Depois da partida de Rayan, ela voltou imediatamente para o quarto, seguindo para a varanda e sentando-se numa das cadeiras de metal próximas o suficiente da porta para que não pudesse ver a altura em que estava do chão. Ficou apenas fitando o horizonte, imaginando se Rayan tinha seguido naquela direção. Suspirou resignada. Em três anos de casamento tudo estava mais do que perfeito, e já tinham tido uma guerra que dava o suficiente para várias outras. Por que é que tinham que começar com as disputas de novo? E ela nem estava lá para se certificar de que Rayan estava inteiro!

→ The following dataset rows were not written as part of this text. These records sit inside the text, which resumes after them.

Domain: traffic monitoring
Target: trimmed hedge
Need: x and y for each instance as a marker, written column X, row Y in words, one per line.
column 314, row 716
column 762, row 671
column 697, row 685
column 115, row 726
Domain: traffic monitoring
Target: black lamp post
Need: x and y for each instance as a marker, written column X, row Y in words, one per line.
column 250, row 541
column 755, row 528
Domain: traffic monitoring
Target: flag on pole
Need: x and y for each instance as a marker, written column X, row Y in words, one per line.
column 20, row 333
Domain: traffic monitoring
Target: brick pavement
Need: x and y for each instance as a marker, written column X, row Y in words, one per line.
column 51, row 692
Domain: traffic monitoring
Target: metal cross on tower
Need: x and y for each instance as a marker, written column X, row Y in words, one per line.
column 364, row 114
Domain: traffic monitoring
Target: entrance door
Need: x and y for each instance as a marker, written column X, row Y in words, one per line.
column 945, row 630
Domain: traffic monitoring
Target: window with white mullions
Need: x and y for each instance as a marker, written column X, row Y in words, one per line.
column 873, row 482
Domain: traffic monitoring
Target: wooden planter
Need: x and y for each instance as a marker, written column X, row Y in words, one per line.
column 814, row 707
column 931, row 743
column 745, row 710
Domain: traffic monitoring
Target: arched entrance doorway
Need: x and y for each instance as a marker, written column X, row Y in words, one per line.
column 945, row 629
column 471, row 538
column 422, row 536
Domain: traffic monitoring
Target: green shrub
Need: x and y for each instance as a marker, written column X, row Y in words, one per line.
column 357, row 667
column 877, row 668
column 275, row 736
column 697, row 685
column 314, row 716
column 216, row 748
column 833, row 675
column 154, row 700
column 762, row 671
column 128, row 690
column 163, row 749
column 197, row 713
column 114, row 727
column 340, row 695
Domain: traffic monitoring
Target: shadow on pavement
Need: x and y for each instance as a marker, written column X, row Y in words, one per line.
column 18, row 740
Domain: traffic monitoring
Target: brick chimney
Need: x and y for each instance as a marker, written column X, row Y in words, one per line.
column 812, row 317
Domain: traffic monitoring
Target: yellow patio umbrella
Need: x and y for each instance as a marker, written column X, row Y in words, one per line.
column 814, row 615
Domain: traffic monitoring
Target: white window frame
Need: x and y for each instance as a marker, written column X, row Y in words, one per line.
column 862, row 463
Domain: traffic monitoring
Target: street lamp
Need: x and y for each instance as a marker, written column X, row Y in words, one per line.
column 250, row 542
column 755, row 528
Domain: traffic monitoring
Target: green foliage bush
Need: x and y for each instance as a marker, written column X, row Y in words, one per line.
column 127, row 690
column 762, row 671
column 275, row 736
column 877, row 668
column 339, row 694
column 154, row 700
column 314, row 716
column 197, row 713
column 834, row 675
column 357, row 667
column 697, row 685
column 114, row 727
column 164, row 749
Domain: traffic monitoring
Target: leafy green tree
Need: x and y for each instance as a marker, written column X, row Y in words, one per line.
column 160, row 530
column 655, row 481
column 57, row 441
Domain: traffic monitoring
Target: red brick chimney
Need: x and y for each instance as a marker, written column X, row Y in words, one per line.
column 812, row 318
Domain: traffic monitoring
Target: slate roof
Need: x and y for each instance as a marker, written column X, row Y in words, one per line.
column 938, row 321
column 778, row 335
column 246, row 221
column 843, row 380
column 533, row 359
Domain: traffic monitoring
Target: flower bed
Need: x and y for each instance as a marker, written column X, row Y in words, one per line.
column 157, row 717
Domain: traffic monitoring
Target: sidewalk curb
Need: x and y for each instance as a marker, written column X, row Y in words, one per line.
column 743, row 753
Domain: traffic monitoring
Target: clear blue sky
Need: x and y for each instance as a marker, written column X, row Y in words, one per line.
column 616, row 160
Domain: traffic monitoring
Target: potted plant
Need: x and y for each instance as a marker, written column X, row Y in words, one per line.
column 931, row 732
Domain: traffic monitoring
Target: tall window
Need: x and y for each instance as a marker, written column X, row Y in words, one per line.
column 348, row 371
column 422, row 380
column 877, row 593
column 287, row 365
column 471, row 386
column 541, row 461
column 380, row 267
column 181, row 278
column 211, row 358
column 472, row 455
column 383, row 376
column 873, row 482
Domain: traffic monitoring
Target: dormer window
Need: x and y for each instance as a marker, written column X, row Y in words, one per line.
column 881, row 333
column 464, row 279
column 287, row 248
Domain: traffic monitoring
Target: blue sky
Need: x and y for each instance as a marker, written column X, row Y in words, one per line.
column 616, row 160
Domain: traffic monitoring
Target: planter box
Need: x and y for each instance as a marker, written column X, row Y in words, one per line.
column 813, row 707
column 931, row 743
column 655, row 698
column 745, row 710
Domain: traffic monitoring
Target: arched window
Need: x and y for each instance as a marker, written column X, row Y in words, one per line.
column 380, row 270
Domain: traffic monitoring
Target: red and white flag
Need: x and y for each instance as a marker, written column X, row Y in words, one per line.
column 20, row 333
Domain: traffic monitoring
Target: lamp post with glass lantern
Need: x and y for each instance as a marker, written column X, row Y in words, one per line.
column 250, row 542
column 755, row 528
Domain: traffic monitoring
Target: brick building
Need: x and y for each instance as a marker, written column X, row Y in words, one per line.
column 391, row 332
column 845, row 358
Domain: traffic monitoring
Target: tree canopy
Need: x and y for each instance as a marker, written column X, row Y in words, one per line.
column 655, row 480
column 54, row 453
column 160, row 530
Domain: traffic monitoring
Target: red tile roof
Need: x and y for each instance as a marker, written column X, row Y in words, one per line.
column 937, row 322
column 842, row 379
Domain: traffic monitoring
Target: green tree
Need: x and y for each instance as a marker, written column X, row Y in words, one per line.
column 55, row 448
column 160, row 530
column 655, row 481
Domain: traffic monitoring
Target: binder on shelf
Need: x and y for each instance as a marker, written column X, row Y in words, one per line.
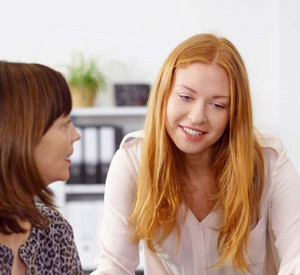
column 76, row 168
column 90, row 155
column 109, row 140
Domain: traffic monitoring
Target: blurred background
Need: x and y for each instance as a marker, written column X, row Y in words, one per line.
column 131, row 39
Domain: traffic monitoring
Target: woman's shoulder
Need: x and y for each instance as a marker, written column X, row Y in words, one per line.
column 271, row 142
column 56, row 219
column 132, row 139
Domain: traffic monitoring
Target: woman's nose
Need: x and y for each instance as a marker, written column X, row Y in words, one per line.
column 76, row 135
column 197, row 113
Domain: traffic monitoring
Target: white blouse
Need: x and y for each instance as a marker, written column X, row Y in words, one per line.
column 274, row 244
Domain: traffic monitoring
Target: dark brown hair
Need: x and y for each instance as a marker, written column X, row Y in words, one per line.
column 32, row 97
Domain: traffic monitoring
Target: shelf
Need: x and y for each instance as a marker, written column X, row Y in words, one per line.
column 110, row 111
column 84, row 188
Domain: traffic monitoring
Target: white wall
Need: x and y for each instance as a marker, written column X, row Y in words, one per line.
column 132, row 38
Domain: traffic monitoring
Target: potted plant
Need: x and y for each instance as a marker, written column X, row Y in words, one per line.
column 85, row 80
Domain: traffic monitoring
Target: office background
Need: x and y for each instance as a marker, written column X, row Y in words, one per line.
column 132, row 38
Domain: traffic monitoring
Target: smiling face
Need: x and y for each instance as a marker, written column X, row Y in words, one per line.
column 52, row 152
column 198, row 108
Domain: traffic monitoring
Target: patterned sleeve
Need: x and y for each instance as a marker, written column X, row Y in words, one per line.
column 70, row 261
column 59, row 234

Foi exatamente quando aquele pensamento passou por sua cabeça, que outra ideia o acompanhou. Afinal, o que exatamente a impedia de conferir que sua família ficaria bem no meio de toda aquela situação? Arregalou os olhos com a ideia nada nova, mas ela podia ser de ajuda, bastante ajuda. No mesmo instante, entretanto, ouviu as batidas leves na porta e quase pulou da cadeira, caindo para o lado, como se a pessoa do outro lado da porta tivesse sido capaz de ouvir seus pensamentos absurdos. Levantou-se da cadeira e entrou de novo no quarto, fechando as portas da sacada, dando autorização para que a pessoa entrasse no quarto.

– Você está bem, querida?

Eleanor apareceu na entrada do quarto, fechando a porta ao passar. Mesmo em roupas simples, cada movimento da mulher demonstrava a nobreza da realeza.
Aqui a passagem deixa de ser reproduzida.